Toen hij uit Indië terugkwam, kocht hij in Kollum een pand en liet daar een mooi buitenhuis van maken, Oostenburg. Hij was niet getrouwd en had geen kinderen. Daarom erfde een neef zijn vermogen toen hij overleed.
Het Fries Scheepvaartmuseum meldt enige aanvullingen: Eyso de Wendt heeft waarschijnlijk gevaren op het VOC schip Bosschenhooven. In het museum het scheepsmodel daarvan.

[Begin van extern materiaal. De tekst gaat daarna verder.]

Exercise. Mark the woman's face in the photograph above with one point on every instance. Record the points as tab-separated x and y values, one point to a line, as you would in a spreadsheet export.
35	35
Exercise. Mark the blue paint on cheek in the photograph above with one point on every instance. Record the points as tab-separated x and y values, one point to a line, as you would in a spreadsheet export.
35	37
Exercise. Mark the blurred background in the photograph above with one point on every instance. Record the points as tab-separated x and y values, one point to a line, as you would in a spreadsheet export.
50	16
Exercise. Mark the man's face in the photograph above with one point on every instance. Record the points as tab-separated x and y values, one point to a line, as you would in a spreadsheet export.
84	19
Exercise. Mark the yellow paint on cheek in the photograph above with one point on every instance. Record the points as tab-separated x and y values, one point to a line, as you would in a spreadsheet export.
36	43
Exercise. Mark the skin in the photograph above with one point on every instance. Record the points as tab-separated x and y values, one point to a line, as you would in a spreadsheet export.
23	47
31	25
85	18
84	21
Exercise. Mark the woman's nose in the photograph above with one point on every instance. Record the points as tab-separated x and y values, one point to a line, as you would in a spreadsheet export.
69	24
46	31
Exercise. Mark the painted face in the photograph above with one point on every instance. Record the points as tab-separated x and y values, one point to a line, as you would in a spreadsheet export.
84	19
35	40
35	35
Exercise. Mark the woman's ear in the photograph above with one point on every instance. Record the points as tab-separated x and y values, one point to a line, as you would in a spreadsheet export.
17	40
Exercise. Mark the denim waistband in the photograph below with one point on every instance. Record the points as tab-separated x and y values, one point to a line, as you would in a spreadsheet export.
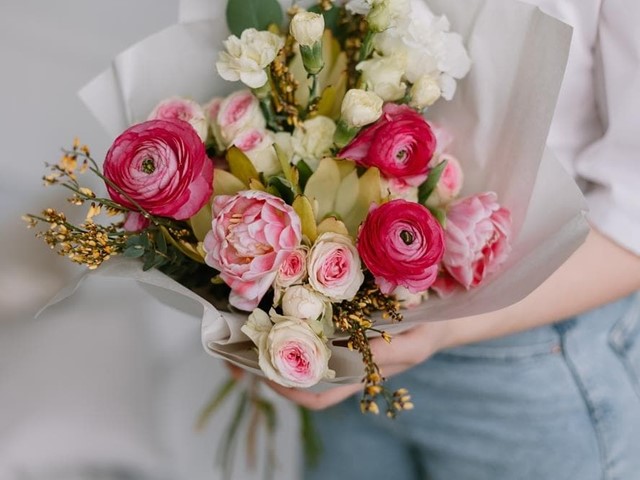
548	337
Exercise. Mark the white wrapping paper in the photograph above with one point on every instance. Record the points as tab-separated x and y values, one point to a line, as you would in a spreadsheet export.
500	119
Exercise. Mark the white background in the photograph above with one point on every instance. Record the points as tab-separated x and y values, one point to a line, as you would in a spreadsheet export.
85	393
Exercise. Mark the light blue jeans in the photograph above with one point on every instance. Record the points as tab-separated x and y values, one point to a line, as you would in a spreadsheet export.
556	403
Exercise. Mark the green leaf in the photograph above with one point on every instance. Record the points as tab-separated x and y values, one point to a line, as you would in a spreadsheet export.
283	187
241	167
303	208
430	183
258	14
211	407
134	251
440	215
311	444
305	173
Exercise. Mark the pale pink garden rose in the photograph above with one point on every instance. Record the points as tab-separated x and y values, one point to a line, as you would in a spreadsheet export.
238	112
211	110
257	145
161	166
293	269
290	352
252	234
177	108
450	183
334	267
477	238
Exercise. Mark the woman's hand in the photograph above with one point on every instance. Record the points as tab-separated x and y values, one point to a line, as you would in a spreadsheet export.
599	272
405	350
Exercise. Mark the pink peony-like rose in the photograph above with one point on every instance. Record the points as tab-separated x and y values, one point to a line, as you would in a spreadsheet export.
401	244
176	108
238	112
252	234
334	267
293	269
290	352
477	238
400	144
162	166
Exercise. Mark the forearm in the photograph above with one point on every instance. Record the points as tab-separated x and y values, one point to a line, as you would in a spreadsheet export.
599	272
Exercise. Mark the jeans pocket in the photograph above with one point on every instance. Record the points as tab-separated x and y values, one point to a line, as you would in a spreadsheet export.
624	339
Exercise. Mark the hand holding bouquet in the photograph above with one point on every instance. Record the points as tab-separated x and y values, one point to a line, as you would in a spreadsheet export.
316	197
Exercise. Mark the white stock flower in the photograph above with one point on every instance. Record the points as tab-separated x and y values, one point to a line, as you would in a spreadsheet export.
383	75
313	140
302	302
429	48
425	92
307	28
247	57
360	108
290	352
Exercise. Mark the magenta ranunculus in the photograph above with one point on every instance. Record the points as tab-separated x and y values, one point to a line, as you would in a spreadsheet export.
401	243
400	144
477	238
162	166
252	234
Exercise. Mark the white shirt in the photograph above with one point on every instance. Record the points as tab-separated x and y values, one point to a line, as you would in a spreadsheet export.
596	128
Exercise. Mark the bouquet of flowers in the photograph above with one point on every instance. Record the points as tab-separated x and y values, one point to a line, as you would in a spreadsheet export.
316	202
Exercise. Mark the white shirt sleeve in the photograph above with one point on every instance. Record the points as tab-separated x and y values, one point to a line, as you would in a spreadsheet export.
611	165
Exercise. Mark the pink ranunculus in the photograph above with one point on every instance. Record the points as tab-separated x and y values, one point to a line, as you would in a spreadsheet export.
135	222
477	238
400	144
238	112
177	108
252	234
401	244
334	267
162	166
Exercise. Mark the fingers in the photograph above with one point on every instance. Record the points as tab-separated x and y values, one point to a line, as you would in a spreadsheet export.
316	401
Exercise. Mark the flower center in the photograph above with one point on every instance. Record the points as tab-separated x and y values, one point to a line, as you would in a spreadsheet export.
148	166
401	156
407	237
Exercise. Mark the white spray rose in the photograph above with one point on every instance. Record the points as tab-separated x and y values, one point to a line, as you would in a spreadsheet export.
307	28
313	140
302	302
247	57
360	108
383	75
334	267
425	92
290	352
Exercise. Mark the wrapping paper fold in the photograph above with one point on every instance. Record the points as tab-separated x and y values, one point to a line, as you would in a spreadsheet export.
500	119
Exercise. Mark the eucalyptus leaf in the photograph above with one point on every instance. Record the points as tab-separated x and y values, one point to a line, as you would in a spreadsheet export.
427	188
304	209
258	14
241	167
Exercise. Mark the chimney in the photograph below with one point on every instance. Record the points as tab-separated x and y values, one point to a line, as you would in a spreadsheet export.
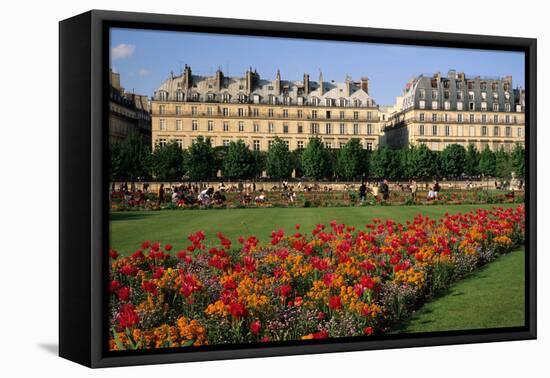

F. Gaastra kwam in een studie over Eyso de Wendt het schip Bossen Hooven tegen. Het was in 1753/1754 en in 1756/1757 in Canton. De Wendt heeft het schip gekend en heeft er wellicht zelfs op gevaren. Van de uitreis van 1760/1761 is een journaal van schipper Cornelis van der Stam. Het geeft een goed beeld van het leven aan boord van een Oostindiëvaarder en is - zo blijkt uit de studie van Lodewijk Wagenaar over Galle - van belang voor de kennis van de opstand in Ceylon in dat jaar. Onder schipper Jan van der Zee zeilde het schip in 1762 naar patria in dezelfde retourvloot waarmee ook Eyso de Wendt (op het vergelijkbare schip De Jonge Lieve) naar Nederland vertrok.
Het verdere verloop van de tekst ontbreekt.